Лаора бросилась вперёд, перехватила руку с мечом и вонзила когти в плечо противника. Он взвыл, но успел ударить её коленом в живот. Воздух вышибло, мир качнулся, но она удержалась. Второй уже занёс топор, и Лаора, превозмогая боль, рванула первого на себя. Лезвие врезалось в его спину.

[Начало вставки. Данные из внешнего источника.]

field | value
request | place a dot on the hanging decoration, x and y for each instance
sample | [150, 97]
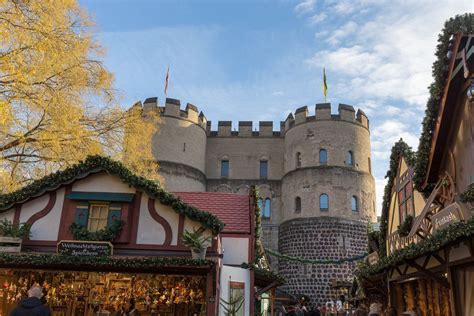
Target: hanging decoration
[97, 163]
[311, 261]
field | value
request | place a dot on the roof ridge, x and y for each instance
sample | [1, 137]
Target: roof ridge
[97, 163]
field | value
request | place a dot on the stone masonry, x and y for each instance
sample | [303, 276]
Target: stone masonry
[191, 155]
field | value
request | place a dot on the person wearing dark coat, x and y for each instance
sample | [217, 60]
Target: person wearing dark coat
[32, 305]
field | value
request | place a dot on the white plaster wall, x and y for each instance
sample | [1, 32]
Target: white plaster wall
[171, 217]
[33, 207]
[235, 250]
[149, 231]
[47, 228]
[8, 214]
[236, 275]
[189, 225]
[102, 182]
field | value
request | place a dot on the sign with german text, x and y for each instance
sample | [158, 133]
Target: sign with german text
[373, 258]
[84, 248]
[447, 216]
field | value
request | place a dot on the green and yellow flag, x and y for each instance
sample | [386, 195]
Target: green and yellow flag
[325, 86]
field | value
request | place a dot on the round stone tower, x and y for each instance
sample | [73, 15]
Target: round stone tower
[327, 197]
[180, 145]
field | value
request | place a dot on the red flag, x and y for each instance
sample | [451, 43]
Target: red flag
[167, 80]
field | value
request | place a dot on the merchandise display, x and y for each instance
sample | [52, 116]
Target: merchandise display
[103, 293]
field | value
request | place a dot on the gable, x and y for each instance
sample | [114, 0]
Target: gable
[127, 181]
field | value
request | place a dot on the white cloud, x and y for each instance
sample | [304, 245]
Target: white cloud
[346, 30]
[305, 7]
[318, 18]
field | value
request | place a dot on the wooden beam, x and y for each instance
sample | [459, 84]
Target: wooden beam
[429, 274]
[265, 289]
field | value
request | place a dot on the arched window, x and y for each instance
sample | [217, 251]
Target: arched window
[324, 202]
[267, 210]
[323, 156]
[298, 159]
[354, 206]
[297, 204]
[350, 158]
[260, 205]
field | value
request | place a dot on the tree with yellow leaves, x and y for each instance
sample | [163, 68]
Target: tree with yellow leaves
[57, 104]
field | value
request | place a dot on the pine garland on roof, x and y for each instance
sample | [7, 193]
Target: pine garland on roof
[94, 164]
[459, 24]
[400, 149]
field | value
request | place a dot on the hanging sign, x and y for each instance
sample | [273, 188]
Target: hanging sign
[84, 248]
[447, 216]
[373, 258]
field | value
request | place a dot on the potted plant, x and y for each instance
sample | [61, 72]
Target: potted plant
[197, 242]
[11, 236]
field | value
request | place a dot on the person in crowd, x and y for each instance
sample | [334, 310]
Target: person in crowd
[316, 311]
[32, 305]
[129, 309]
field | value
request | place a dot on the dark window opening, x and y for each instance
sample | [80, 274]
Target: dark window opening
[324, 202]
[263, 169]
[297, 204]
[323, 156]
[224, 168]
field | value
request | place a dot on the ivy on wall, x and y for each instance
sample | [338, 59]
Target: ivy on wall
[459, 24]
[468, 195]
[451, 235]
[94, 164]
[268, 274]
[310, 261]
[97, 263]
[400, 149]
[109, 233]
[405, 227]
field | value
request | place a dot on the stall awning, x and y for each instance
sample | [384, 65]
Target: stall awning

Оставшийся разбойник взревел и кинулся на неё. Это был тот самый со шрамом, её бывший наставник. Его глаза горели яростью и презрением.
– Я всегда говорил, что ты обернёшься против нас, – прорычал он. – Но не думал, что ради сопливых детей.
Они сошлись в яростной схватке. Его удары были тяжелы, грубы, но полны силы. Её движения – быстры и точны, но каждый удар отзывался болью в теле. Когти встретились с железом, искры разлетались в ночи.
– Ты не изменилась, – хрипел он. – Всё та же хищница. Просто теперь прячешься за красивыми словами.
Лаора почувствовала, как в груди снова поднимается старая ярость. Она могла бы ударить так, чтобы перерезать ему горло. Могла бы закончить бой в одно мгновение. Но перед глазами стояли дети, их испуганные глаза. Она вспомнила, что Элдар говорил: «Сила не в том, чтобы убить, а в том, чтобы
Собрав все силы, она выбила топор, прижала его к земле и занесла когти к горлу. Он ждал конца, но вместо этого Лаора сказала:
– Ты больше не мой враг. Просто исчезни.